The limitations of the Classical Theory of profit maximization include the unrealistic assumption of decision-making based on comprehensive data analysis, the oversimplification of market complexities, and the disregard of ranges of output where profit could be maximized.

Step-by-step explanation:

The Classical Theory of business, which emphasizes profit maximization as a primary objective, encounters several limitations when applied to real-world scenarios. One key limitation is assuming that profit maximization can occur at a specific level of output where Marginal Revenue (MR) equals Marginal Cost (MC). However, this may not account for the range of outputs where profits could be maximized due to the costs structure of fixed and variable costs and average costs within the firm. Additionally, the requirement for extensive information and meticulous decision-making is often unrealistic as individuals and firms may lack the resources or inclination to analyze data to such depth.
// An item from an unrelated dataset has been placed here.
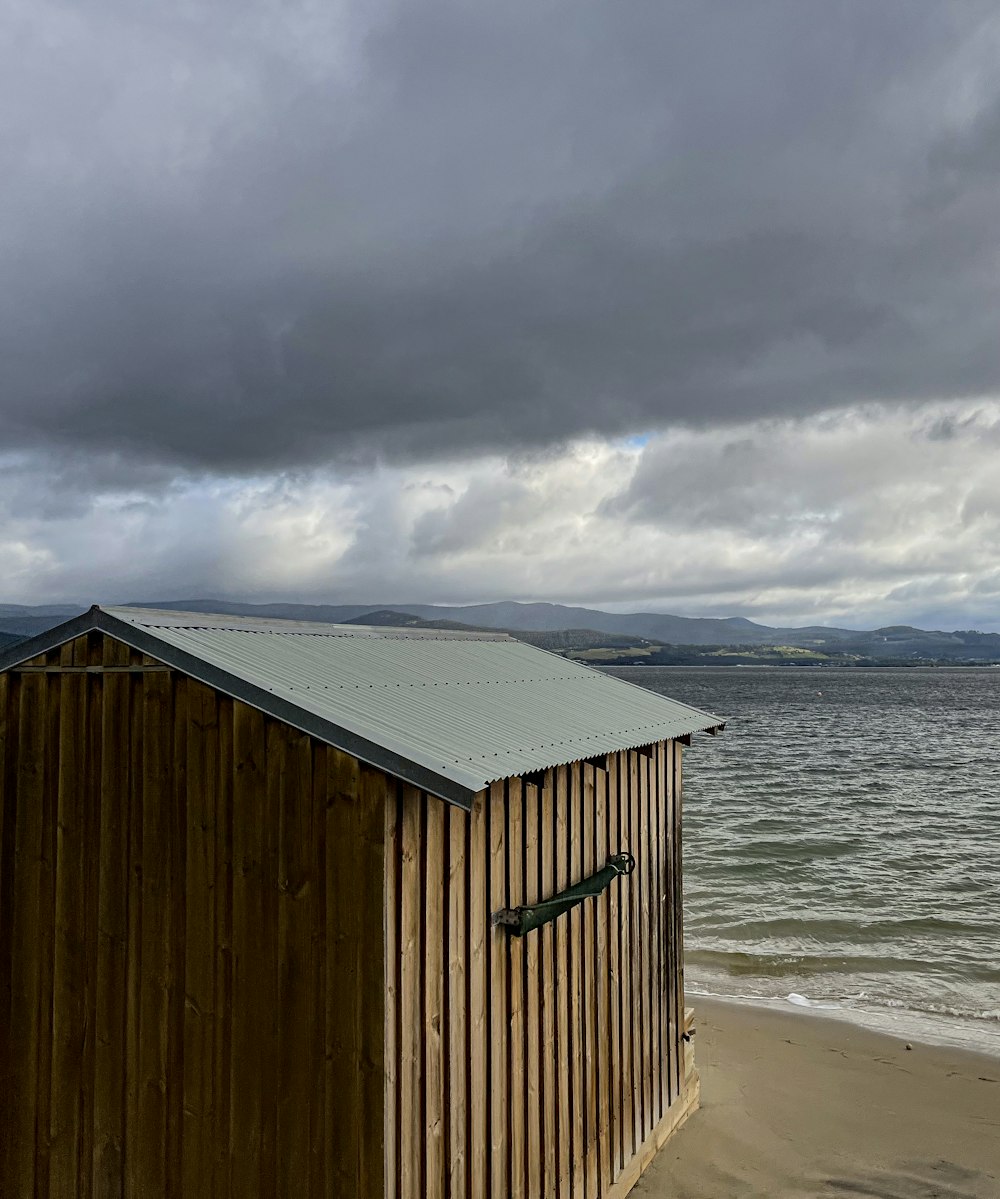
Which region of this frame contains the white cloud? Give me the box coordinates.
[0,402,1000,627]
Moreover, the classical theory does not consider the complexities of market structures, which can entirely change the profit-maximizing strategies for a firm.

Moreover, the perspective that every firm should seek to maximize profits through detailed analysis of costs and market structures ignores the practical limitations and social considerations in decision-making. These objections highlight that real-life firms and individuals do not necessarily behave as the classical theory predicts, with many operating under constraints and with different objectives than sheer profit maximization.